Herndon’s Town Council, in an effort to allow local officials to get tough on enforcing immigration laws, passed a resolution last Tuesday advising Virginia’s legislative body to strengthen already-existing laws targeting illegal immigrants and residential overcrowding violations.
Some of the changes being suggested by the legislative program, a package of suggestions for state policy makers, would make any day labor site that does not require official checks of work authorization status illegal.
If the provisions are passed by the state’s legislative body next year, the Herndon Official Workers Center would be forced to change its current policies or risk violating the new laws.
Other suggestions in the legislative proposal would grant the town attorney with the authority to enforce state labor laws and increase the amount of maximum fines tied to criminal penalties of overcrowding, according to the resolution, which was passed by a 6-1 vote, with council member Harlon Reece the dissenting voice.
"Insufficient State law exists to prohibit employers from hiring employees who are not legally eligible to work in the United States," the resolution read.
The resolution was passed with the hope that legal residents of Herndon would be granted preference and protection from illegal immigrants, said town council member Charlie Waddell.

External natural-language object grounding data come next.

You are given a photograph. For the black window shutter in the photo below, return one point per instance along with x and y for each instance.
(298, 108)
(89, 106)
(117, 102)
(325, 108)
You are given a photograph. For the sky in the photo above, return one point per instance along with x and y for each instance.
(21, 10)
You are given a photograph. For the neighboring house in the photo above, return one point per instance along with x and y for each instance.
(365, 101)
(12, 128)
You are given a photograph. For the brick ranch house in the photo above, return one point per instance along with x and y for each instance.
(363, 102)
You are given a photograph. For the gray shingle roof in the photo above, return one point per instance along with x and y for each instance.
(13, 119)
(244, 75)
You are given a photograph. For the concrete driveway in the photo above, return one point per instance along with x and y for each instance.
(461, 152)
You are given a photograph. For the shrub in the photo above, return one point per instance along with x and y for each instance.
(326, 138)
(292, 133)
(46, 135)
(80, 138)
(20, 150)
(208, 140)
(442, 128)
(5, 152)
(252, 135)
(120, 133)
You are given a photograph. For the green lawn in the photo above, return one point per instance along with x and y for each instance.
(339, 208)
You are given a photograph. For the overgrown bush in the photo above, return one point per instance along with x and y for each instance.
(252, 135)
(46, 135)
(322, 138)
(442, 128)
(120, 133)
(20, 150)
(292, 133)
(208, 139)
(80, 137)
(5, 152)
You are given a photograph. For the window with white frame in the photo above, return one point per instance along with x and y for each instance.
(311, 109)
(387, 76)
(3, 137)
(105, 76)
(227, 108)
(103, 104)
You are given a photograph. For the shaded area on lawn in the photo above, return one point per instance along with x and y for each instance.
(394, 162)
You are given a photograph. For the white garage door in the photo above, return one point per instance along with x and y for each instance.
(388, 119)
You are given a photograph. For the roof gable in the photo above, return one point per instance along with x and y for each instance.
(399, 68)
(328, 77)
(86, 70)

"What we’re trying to do is protect the American workers from being undermined by illegal aliens soliciting work in the town," said Waddell of the suggestion to toughen the immigration enforcement. "At the same time, we’re trying to protect those individuals who may be more easily exploited by contractors who would try and take advantage of their illegal status."
THE EFFORTS of the town to make immigration labor laws more strict and to punish those who would hire them is the latest effort by Herndon Town Council to target illegal immigrants in what has been described by several members as a concentrated push to get anyone without legal authorization to be in the country out of the Town of Herndon.
"We‘re not playing games here," Herndon Vice Mayor Dennis Husch said. "Those who do not have legal authorization to be in the United States will not be welcome to use public facilities."
If it is to become law, the legislative program will most likely be proposed by Del. Tom Rust (R-86), who will then be responsible for championing its passing, said town attorney Richard Kaufman. The program would need to be approved by Virginia’s General Assembly that meets next year before becoming law.
Previous legislative programs from the Town of Herndon dealing with several issues such as increases in overcrowding penalties and authority to impose certain utility taxes have passed successfully, Kaufman added.
Rust said that he did not have any specific comments as he had yet seen the proposed legislative program as of Monday. He added that he heard of the basics of its content through local media reports, but would need to officially review the legislation before deciding if he would introduce it.
WHILE THERE are no official statistics of the number of workers who would no longer be able to utilize a site that required official checks of work authorization status, more than 100 laborers on average gather at the site each morning looking for work, according to figures released by Project Hope & Harmony, the site’s operator.
The site had originally been established under its current rules to alleviate the swelling number of day laborers from gathering on private property to solicit work, according to former council members who supported the site.
If the legislative program is adopted by the state’s legislature, any worker without work authorization status would be barred from using a day laborer’s site in Virginia, regardless of the source of its funding.
Any new law requiring local authorities to clamp down on illegal immigrants looking for work could be enforced by police officers, according to Herndon Chief of Police Toussaint Summers.
"We are professionals and as professionals we deal with each situation as it is presented to us," Summers said. "That being said, I think that we are equipped to enforce any law that is passed by our politicians … that is what we take an oath to do."
"If we needed to, we could always ask the Town Council for greater support to put more police on the street, but that is all speculation at this point."
THE PROPOSED legislation is about confronting illegal immigrants living and soliciting work in Herndon and sending them a clear message that Herndon will not tolerate their presence anymore, according to Husch.
"I think the previous Town Council had the strategy that if they created a day workers hiring site, they would get the workers off the street and that would push the problem away," Husch said. "The problem is not that there are workers on the street, but that there are illegal aliens living in Herndon, and we prefer to eliminate that problem."
Any effort by workers turned away from a new site who would solicit work on the streets would be arrested under the town’s anti-solicitation ordinance, passed in conjunction with the establishment of the original day labor site, he added.
"If there are dozens, if there are multiple dozens, if we’re going to have 50 people looking for work on the street, then we’ll have 50 arrests," Husch said. "People without the right to work will realize pretty quickly that this is not the place where they will want to be."
Dealing with the illegal immigration issue through the proposed legislation is a matter of public safety for the town, said Waddell, who added that if illegal immigrants had already displayed a lack of respect for some laws they would be more likely to violate others.
"If they come into this country ignoring our laws from day one, I don’t see them as having any respect for our other laws," he said.
Waddell added that the main objective of the Town Council is to address illegal immigration as a local problem.
"I don’t think we’re dealing with the national problem of illegal immigration, I think we’re dealing with a local issue that people in the community have expressed outrage and a desire for change," Waddell said. "We’re trying to address the problems that take place in 4.8 square miles, and we want to be able to do what we can to fix it."
"We’re not trying to change the nation here."